Batı’nın Sahte Değerler Sistemi
Batı medeniyeti, yüzyıllardır kendini "medeniyetin zirvesi" olarak pazarlamakta, demokrasi, insan hakları, özgürlük, bilim ve akıl gibi kavramları birer bayrak gibi sallamaktadır. Fakat bu kavramların arkasını kazıdığınızda ortaya çıkan şey; söylem ile eylemin zıtlığı, maskenin altındaki sömürü, iki yüzlülük ve çüşmüş bir ahlaki yapıdır.
1. Demokrasi ve İfade Özgürlüğü: Kime Göre, Ne Zaman?
Batı, ifade özgürlüğüne kutsiyet atfeder; ancak bu özgürlük sadece kendi çıkarlarına hizmet ettiği müddetçe geçerlidir. Siyonizmi eleştiren bir akademisyen susturulur, Batı dışı bir seçim sonuç verirse meşru kabul edilmez. Bu, demokrasi adı altında bir tahakküm aracından başka bir şey değildir.

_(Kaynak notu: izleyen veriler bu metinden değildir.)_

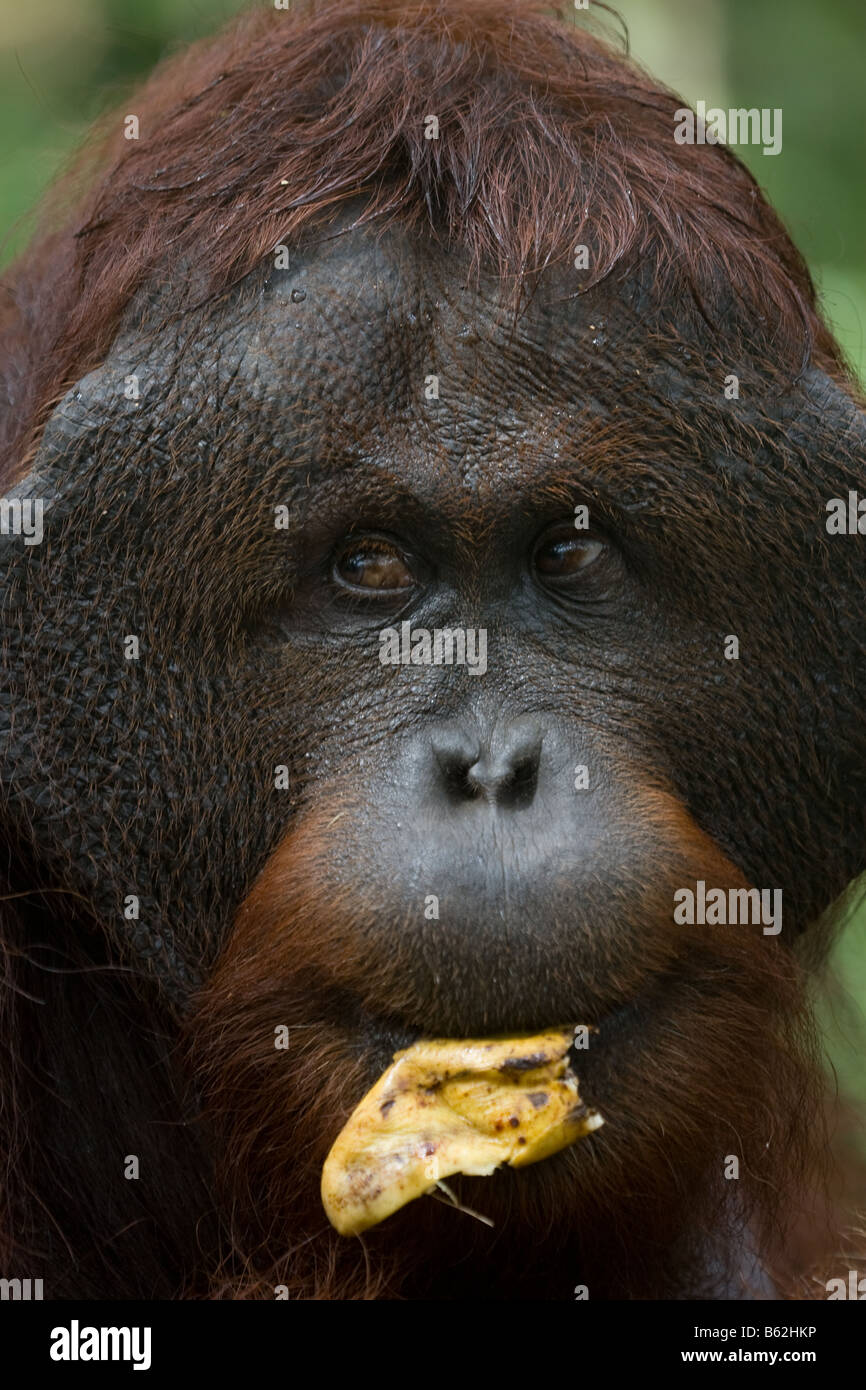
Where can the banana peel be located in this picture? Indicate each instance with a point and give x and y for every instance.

2. Bilim ve Akıl: Putlaştırılmanın Ardındaki Boşluk
Bilimsel yöntem, gözlem ve deneyle hakikate ulaşmayı hedefler. Ancak modern Batı bu yöntemi bir "din" gibi sistemleştirerek, metafiziği dışlamış, vahyi ilmin dışına itmiştir. Akıl, kendi başına yeterliymiş gibi sunulmuş; ama bu akıl, en sonunda insanı tanrılaştırmaya yeltenmiş, ahlâkı silip yerine algoritma koymuştur.
3. Ahlak ve Haklar: Göreceliliğin Kıskacında Değer Kirliliği
Batı’nın ahlaki sistemi, fıtratı ve vahyi esas almayan bir "toplumsal mutabakat" zeminine dayandığı için kaygandır. Bir ülkede sapkınlık suç sayılırken, diğerinde hak olarak pazarlanır. Ahlakın ilkesizleştiği yerde haklar da yozlaşır. "Kadın hakları" diyerek iffeti hedef almak, "özgürlük" diyerek aileyi yıkmak, çıkarlı çifte standartlı bir sistemin günlük pratiğidir.
4. Adalet ve Hukuk: Güce Göre Tanımlanan Normlar
Uluslararası hukuk, Batı’nın sınırları dışındaki halkları cezalandırmak için kullanılırken, kendi üst yapısına dokunulmaz. Filistinli direnirse terörist, Ukraynalı direnirse kahraman olur. Burada hukuk, ilkeye değil, siyasete bağlı olarak işler.
5. Teknoloji ve İlerleme: Modern Putlar
Batı, artık teknolojiyi "kurtarıcısı" ilan etmiştir. Yapay zekâ, genetik mühendislik, transhümanizm gibi alanlarda Tanrıya meydan okurcasına ilerleme vaad eder. Lakin bu "ilerleme" ahlaksızsa, zulmü besliyorsa, insana değil sisteme hizmet ediyorsa bu ancak çağdaş bir Karunluktur.
Sonuç: Sözde Değerler, Özde Fitne
Batı’nın sahte değerler sistemi, hakikati gölgede bırakmaktadır. Kavramların içi boşaltılmış, anlamlar çarpıtılmış, düzen sahte özgürlükler üzerine kurulmuştur. Bugün hakikatin sesi, bu putların arasından çıkacak Musa yürekli insanları beklemektedir. Kalemimiz, cesaretimiz, irfanımız ve imanımız varsa; bu sahte düzen elbet bir gün yere çalınacaktır.